Replicating DeepMind results #15

Closed Kaixhin closed 6 years ago

Kaixhin commented 6 years ago

As of 5c252ea, this repo has been checked over several times for discrepancies, but is still unable to replicate DeepMind's results. This issue is to discuss any further points that may need fixing.

Space Invaders (averaged losses): newplot

Space Invaders (summed losses): newplot

stringie commented 6 years ago

I believe I read somewhere that the loss should be the max over the minibatch, but I think that sum should be just as fine.

Kaixhin commented 6 years ago

Asked Matteo a few questions, placed his responses here, and will do some new runs based on this new information.

Kaixhin commented 6 years ago

Trying a new game - Frostbite - which already seems to work fine! Space Invaders results are still along previous results, but it takes longer to see if it makes progress to the same scores.

newplot

stringie commented 6 years ago

Have you tried to see how it performs on breakout?

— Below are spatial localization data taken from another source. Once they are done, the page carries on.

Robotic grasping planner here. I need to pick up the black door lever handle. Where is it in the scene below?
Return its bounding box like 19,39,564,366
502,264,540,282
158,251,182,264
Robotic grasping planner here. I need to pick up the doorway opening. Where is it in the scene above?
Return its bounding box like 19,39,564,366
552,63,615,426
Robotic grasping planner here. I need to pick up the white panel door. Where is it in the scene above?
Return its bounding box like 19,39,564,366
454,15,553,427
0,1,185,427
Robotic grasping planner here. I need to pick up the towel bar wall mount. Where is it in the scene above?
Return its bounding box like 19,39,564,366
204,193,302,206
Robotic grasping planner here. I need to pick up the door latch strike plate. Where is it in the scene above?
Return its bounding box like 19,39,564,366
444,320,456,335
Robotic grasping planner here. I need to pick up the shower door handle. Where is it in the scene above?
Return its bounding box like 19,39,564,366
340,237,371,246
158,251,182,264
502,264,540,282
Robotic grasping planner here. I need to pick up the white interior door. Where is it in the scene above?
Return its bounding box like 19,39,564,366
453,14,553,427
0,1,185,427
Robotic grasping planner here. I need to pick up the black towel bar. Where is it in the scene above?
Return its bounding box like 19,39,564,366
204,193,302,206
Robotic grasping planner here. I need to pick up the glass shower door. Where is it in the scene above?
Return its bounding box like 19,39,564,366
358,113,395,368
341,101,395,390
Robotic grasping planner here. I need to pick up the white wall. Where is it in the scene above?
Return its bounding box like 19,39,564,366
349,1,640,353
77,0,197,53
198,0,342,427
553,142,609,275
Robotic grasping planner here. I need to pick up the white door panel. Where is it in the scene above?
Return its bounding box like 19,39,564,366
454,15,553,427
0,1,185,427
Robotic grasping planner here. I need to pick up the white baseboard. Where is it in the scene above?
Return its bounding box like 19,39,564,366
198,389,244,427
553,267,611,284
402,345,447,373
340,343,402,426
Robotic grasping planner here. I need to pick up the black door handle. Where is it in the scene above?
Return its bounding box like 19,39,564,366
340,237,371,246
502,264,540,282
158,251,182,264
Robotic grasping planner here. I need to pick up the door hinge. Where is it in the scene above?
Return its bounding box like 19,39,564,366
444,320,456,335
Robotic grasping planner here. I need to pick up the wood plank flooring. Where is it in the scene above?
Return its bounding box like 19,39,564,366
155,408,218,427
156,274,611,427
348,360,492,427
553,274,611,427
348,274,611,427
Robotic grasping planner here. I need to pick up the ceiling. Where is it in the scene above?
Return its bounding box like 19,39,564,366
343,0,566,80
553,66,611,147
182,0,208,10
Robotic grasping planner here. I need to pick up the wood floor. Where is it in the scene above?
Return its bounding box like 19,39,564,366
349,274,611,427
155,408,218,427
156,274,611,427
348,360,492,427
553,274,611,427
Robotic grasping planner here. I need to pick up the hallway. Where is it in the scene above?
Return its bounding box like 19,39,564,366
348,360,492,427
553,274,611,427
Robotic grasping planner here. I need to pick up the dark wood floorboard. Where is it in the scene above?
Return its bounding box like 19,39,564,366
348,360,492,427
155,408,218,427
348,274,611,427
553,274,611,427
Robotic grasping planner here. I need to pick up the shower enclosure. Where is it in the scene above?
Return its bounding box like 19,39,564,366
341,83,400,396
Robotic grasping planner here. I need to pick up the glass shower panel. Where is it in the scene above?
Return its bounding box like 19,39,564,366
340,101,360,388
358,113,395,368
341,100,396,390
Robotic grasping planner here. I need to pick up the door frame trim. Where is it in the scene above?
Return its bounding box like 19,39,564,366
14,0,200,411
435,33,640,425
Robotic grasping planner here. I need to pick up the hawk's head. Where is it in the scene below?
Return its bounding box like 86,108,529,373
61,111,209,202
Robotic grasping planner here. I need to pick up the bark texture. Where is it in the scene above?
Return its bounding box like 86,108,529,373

I'm really curious.

Kaixhin commented 6 years ago

I have limited resources so not yet but plan to eventually. If that doesn't work I'll add the fire-on-reset wrapper to the environment and try again.

stringie commented 6 years ago

I understand. It really is power hungry to run.

On Wed, Mar 14, 2018, 15:55 Kai Arulkumaran notifications@github.com wrote:

I have limited resources so not yet but plan to eventually. If that doesn't work I'll add the fire-on-reset wrapper to the environment and try again.

— You are receiving this because you commented.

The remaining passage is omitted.